Aku berusaha menurunkan egoku,
kecuekanku, hingga berusaha untuk mengolah kata-kataku sendiri saat bersamamu
supaya kamu tidak merasa tersinggung dan disaat bersamaan aku tidak tau
bagaimana caranya menjadi diriku sendiri. Kau selalu menunda mengatakan sesuatu
hal padaku dan berdalih itu tidak penting sembari bilang akan mengatakannya
nanti yang aku sendiri tidak tau itu kapan. Membuatku mempertanyakan apa yang
sebenarnya ingin kamu katakan dan mencemaskan segala kemungkinan yang tidak
kuinginkan.
Aku tidak suka kau menanyakan
luka masa laluku yang dengan amat sengaja aku tutup dan kau membukanya kembali,
membuatku teringat pada kenangan yang tidak seharusnya aku ingat. Dengan rapat
aku menutupnya lalu kau ingin sekali menggedornya meski aku sudah mengatakan
jangan sesekali memaksaku untuk membukanya. Kau akhirnya menyerah, namun luka
itu terbuka kembali dalam pikiranku.
Lambat laun intensitas
perselisihan kita semakin sering. Dimulai dari segala kesalahpahaman yang tak
berujung. Segala keinginanmu yang harus aku turuti tanpa peduli sedikitpun
mendengar penjelasanku dan tanpa aku perlu tau alasannya. Kau selalu mengatakan
semua demi kebaikanku. Mengatakan betapa egoisnya aku berulang kali saat aku
mengabaikan pesan juga telepon beruntunmu layaknya seorang penguntit pada
pertengkaran yang menurutku tidak penting dan kau malah menyulutnya disaat yang
tidak tepat. Kau meminta maaf setelahnya, menghamba untuk dimaafkan. Mungkin
memaafkan memang semudah itu, tapi segalanya tak mungkin bisa aku lupakan.

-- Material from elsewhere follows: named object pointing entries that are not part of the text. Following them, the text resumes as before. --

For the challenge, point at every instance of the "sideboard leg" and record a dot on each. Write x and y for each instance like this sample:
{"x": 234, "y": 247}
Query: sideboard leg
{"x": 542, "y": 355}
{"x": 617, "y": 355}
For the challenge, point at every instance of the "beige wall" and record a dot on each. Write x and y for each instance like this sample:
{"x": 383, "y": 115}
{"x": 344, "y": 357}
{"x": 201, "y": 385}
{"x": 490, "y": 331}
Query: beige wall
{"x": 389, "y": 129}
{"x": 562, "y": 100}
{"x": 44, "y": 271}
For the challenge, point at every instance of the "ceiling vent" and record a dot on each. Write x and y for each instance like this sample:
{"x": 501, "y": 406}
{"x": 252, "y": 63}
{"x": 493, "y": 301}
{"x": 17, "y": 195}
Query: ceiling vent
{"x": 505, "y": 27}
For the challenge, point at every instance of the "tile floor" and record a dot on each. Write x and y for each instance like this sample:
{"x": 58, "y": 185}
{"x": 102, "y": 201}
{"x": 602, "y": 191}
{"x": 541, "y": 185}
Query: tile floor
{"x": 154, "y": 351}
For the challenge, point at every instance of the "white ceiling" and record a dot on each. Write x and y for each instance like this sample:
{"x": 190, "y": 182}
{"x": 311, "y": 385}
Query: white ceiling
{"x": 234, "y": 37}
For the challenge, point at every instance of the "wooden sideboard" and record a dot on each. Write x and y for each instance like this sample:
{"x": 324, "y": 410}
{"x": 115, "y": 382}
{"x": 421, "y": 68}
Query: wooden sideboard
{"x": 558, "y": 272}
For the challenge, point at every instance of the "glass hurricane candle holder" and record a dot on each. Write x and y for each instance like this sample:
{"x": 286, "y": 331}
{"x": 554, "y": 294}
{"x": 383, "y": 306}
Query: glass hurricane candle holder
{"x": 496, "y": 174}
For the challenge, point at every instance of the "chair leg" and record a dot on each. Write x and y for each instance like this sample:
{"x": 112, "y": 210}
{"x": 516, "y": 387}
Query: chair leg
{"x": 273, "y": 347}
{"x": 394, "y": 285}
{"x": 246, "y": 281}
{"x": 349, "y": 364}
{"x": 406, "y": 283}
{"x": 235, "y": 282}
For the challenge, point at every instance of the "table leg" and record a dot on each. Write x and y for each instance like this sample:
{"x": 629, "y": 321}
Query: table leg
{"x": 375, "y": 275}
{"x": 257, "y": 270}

Sikapmu yang seolah tidak terjadi apapun semakin menyakitku. Terkadang kau memblokir-ku
secara tiba-tiba dengan alasan ingin menenangkan diri. Kini aku tau seperti apa
rasanya diblokir.
Aku pernah menangis di sudut
kamarku pada pertengkaran yang entah aku tidak tau ke berapa kali, dada yang
sesak hingga sulit untuk bernafas, tangan yang bergetar, dan melodi lagu
terbaru AKMU “How Can I Love The
Heartbreak You are The One I love” akan selalu mengalun tak berhenti
menemaniku saat itu. Menggambar dengan perasaan yang kacau hingga aku tidak tau
kemana lagi tempatku untuk melampiaskan segala hal yang menyesakkan itu.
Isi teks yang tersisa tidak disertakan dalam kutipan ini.